Transformative Dog Training in Salt Lake City, Nashville, and Charleston, SC

Dog Obedience Myths: “Selective Listening


This post might be out to burst your bubble, because in it I want to talk about selective hearing. Here’s why what I’m about to say might disappoint you: dogs don’t have selective hearing in quite the way you think they do. Selective hearing is what most people blame when they say things like: “Sometimes I call my dog and he looks around and thinks about it, but decides not to come” or “I tell my dog to sit, but he’s pretty selective about whether he obeys.”

These owners always end up blaming “selective hearing.” They think their dog has a complete understanding of the command, yet chooses to only obey it at certain times. That’s not at all what is happening in these scenarios. In reality, their dogs do not have a complete understanding of the command. These owners have taught “selective obedience.”

From time to time, when people find out I’m a dog trainer, I’m asked about big mistakes that do owners make. My answer varies depending on the types of dog that I’ve been seeing lately.
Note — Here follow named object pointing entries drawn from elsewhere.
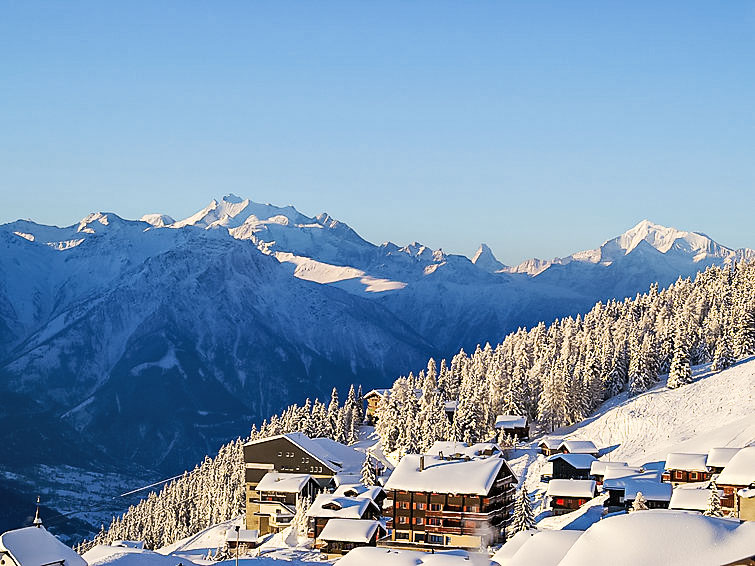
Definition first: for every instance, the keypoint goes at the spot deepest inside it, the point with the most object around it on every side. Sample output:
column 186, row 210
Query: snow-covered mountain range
column 157, row 339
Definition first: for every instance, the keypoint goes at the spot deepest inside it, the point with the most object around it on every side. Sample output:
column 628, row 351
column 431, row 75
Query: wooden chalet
column 746, row 504
column 36, row 546
column 339, row 536
column 598, row 469
column 579, row 447
column 372, row 401
column 550, row 445
column 739, row 474
column 240, row 541
column 513, row 425
column 567, row 495
column 297, row 455
column 570, row 466
column 329, row 506
column 684, row 467
column 690, row 499
column 438, row 501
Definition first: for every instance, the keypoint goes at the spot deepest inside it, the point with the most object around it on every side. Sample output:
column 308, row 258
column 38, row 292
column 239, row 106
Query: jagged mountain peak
column 484, row 258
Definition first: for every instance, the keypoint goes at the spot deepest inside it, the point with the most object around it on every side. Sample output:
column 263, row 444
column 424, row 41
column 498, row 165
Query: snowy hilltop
column 149, row 342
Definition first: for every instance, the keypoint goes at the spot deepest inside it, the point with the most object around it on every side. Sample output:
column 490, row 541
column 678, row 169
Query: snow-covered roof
column 687, row 462
column 551, row 442
column 450, row 406
column 599, row 467
column 245, row 536
column 616, row 472
column 343, row 507
column 719, row 457
column 512, row 545
column 544, row 548
column 358, row 490
column 648, row 483
column 660, row 536
column 347, row 457
column 510, row 421
column 335, row 455
column 571, row 488
column 689, row 499
column 382, row 556
column 741, row 468
column 579, row 446
column 35, row 546
column 375, row 392
column 349, row 530
column 283, row 483
column 578, row 461
column 474, row 476
column 452, row 448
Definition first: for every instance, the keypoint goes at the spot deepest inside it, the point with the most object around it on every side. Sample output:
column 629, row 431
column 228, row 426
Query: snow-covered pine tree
column 723, row 357
column 523, row 518
column 680, row 373
column 714, row 502
column 640, row 503
column 369, row 477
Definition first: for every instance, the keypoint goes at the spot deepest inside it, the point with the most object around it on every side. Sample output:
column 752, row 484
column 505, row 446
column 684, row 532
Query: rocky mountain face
column 156, row 340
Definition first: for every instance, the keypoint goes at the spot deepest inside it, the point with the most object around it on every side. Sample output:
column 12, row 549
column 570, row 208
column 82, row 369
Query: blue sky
column 540, row 128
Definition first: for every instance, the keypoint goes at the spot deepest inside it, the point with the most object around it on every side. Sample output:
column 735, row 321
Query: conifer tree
column 369, row 477
column 723, row 357
column 639, row 503
column 523, row 518
column 714, row 502
column 680, row 373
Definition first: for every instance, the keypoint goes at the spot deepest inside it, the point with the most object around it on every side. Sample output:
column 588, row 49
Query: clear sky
column 541, row 128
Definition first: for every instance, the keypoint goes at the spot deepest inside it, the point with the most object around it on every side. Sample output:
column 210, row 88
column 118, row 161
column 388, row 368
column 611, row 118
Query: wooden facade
column 675, row 477
column 437, row 520
column 278, row 454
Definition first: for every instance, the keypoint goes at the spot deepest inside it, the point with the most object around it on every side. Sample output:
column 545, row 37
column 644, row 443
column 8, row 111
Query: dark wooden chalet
column 329, row 506
column 738, row 475
column 550, row 445
column 570, row 466
column 436, row 502
column 340, row 536
column 568, row 495
column 686, row 468
column 292, row 453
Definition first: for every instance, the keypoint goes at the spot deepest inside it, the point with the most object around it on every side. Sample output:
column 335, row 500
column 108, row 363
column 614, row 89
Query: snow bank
column 545, row 548
column 663, row 537
column 372, row 556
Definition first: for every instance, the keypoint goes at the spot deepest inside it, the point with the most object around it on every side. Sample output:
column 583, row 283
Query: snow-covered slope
column 716, row 410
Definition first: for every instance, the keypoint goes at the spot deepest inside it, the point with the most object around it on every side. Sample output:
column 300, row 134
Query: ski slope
column 716, row 410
But overall, the biggest mistake I see over and over again is that people give their dogs commands and expectations, but never follow through. Let’s say they’re in the beginning stages of teaching their dog to come when called, but have no way to ensure that the dog does come. So the owner says “come,” but the dog thinks that it’s a lot more fun to stay where he currently is. The owner doesn’t back it up. When the dog doesn’t come, he gets exactly what he wants: he didn’t need to obey the command, but he also didn’t receive any consequences. The dog was right—it was more fun not to listen!
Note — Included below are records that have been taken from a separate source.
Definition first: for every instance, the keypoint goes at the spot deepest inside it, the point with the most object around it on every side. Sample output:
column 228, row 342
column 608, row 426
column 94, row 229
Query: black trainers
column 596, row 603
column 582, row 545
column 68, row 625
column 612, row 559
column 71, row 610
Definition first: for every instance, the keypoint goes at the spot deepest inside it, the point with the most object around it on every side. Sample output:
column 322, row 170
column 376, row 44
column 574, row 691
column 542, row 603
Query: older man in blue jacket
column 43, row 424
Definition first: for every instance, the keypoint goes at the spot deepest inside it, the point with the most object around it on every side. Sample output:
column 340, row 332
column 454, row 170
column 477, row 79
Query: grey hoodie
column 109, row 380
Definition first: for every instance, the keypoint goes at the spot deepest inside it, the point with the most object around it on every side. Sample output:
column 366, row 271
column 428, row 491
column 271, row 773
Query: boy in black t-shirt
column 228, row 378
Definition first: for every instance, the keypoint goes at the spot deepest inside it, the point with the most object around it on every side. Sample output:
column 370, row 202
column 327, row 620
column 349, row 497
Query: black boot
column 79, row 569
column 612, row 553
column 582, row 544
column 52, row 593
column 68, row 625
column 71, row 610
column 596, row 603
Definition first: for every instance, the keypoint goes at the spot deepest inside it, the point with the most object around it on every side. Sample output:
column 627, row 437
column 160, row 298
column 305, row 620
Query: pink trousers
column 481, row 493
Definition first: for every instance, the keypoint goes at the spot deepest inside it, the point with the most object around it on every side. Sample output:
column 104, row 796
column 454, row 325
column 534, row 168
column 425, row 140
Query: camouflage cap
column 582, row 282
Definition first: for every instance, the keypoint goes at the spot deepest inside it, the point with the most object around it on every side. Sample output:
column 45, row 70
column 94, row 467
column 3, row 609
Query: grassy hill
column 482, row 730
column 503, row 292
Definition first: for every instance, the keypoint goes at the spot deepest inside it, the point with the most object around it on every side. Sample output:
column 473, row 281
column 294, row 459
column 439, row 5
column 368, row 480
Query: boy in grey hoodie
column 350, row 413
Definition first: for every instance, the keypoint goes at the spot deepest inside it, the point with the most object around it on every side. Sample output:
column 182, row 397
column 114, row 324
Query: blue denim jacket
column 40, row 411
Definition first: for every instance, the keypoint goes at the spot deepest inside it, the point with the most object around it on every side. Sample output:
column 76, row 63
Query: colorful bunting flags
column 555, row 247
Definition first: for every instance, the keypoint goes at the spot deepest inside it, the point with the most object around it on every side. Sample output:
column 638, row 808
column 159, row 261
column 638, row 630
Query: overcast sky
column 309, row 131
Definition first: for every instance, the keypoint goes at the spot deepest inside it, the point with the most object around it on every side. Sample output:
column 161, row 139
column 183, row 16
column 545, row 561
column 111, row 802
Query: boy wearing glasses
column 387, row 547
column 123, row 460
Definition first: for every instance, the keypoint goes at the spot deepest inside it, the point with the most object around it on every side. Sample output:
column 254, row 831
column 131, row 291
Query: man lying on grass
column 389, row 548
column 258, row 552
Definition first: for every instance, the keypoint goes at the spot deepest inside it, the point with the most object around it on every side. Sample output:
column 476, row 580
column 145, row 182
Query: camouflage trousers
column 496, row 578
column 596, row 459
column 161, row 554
When you don’t back yourself up and make sure your dog actually obeys, you’re actually teaching them that they only need to obey selectively. When that dog doesn’t listen, they aren’t saying: “I totally understand this concept and am choosing to disobey.” They are saying: “You’ve only asked me to be obedient when it suits me, so that’s what I’ll do.” The phrase “selective hearing” makes it sound like the dog is making a bad choice, when he’s actually just making the choice his owners have taught him to make.

My business partner and training director always says: “No matter what you’re doing, you’re training.” Even if you’re not in a training session, you’re still working on obedience. When you don’t back up what you say and ensure that your dog follows through, you’re still training—just in a very poor way. You’re teaching your dog to be selectively obedient.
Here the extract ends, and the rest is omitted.